Brunetka przeciągnęła się i ziewnęła. Podniosła się na łokciach i już wiedziała, ze źle zrobiła. Ciężar jej głowy przeważył i z impetem znowu była w pozycji leżącej. Westchnęła ciężko i wstała z łóżka. Szybko rozpięła suwak w sukience i z trudem pozbyła się jej. Poprzednia noc nie należała do najłatwiejszych. Po kilku drinkach straciła rachubę czasową i kilka osób z otoczenia, zostając z Tomem w klubie i już totalnie urywa się film. Owinęła się jedwabną kołdrą i ruszyła przed siebie. Woda i tabletki na ból głowy były tym czego teraz potrzebowała. Wyszła ze swojego pokoju i udała się do kuchni w jej i Eluni apartamencie, wygranie tej wycieczki było czymś czego pragnęły! Stając przy wysepce jej oczy powiększyły się do rozmiaru monet.
- Co do cholery tu się działo? - zapytała sama siebie zachrypniętym głosem.
Ominęła wysypaną mąkę na podłodze i rozbite jajko. Otworzyła lodówkę i wyjęła wodę, wypijając ją za jednym razem. Westchnęła głośno i ciężkimi krokami udała się do pokoju przyjaciółki. Chciała lekko zemścić się za jej zniknięcie i brak opieki więc zmusiła się wejść po cichu i skoczyła na nią całym ciężarem ciała.
- Nie ma spania, to nasz ostatni tydzień tu! - krzyknęła, a jej usta przybrały kształt literki 'O'
- Sykes? co ? kurwa? aaaaaaa! - szybko otrząsnęła się wyskoczyła z łóżka na tyłek.

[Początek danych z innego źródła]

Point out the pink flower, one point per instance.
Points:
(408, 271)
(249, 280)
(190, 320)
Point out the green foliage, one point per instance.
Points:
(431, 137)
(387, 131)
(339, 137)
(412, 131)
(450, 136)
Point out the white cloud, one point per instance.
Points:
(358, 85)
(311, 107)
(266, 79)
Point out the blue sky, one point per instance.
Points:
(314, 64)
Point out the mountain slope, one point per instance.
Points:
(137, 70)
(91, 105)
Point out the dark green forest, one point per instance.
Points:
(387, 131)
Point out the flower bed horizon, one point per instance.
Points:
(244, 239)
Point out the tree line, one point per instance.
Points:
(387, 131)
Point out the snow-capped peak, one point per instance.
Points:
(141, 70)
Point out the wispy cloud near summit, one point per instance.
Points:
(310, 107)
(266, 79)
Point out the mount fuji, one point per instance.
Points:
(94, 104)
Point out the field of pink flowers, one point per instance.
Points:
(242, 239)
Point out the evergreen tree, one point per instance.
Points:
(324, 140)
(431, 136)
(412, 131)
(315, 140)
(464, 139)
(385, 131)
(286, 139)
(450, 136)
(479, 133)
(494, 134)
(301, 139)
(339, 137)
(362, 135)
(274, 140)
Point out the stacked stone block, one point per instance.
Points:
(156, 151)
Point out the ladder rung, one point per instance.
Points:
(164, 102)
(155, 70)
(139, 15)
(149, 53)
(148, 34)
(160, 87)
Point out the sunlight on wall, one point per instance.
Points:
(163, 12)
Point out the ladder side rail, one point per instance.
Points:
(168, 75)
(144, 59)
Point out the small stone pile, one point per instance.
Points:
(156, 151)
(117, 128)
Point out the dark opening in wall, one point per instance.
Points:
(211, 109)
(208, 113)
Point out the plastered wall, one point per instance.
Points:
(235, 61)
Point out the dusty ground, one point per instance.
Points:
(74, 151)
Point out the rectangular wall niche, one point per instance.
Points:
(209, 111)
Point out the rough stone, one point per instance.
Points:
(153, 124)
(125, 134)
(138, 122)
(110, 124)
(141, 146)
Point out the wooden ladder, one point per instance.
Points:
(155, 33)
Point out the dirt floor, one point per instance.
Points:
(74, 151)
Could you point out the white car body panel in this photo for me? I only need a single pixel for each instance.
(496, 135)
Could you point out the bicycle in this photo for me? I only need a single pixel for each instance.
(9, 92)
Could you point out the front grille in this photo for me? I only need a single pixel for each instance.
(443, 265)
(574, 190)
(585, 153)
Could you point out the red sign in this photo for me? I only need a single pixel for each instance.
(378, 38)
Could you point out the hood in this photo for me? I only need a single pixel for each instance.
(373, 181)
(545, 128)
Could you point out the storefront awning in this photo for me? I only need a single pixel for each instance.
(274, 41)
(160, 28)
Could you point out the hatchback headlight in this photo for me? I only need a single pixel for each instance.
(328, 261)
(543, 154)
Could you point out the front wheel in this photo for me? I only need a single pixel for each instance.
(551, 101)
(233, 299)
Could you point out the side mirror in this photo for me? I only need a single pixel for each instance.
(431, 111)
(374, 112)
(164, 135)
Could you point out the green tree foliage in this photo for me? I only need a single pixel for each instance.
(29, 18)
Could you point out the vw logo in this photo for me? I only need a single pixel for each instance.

Najmłodszy członek The wanted tylko się uśmiechnął bo nie wiedział co ma powiedzieć. Już miał się tłumaczyć kiedy Elunia mu przerwała wystawiając głowę spod kołderki.
- Cześć Kasiunia. - uśmiechnęła się sztucznie.
-Czemu wy ? w? o niee! - uśmiechnęła się, a raczej wyszczerzyła.
- ahahhahahhahahahhaha. - wybuchnęła śmiechem, a Sykes zrobił facepalma.
- Dobra nie przeszkadzam. - dziewczyna podniosła się z podłogi i podążyła do kuchni.
- Chyba jednak nie uda nam się utrzymać tego w tajemnicy. - Nathan spojrzał na Ele i uśmiechnął się słodko widząc jej oczy.
- no nie, przecież ta papla zaraz wszystkim powie. - dziewczyna odwzajemniła uśmiech i przybliżyła się do chłopaka składając mu na ustach słodkiego całusa.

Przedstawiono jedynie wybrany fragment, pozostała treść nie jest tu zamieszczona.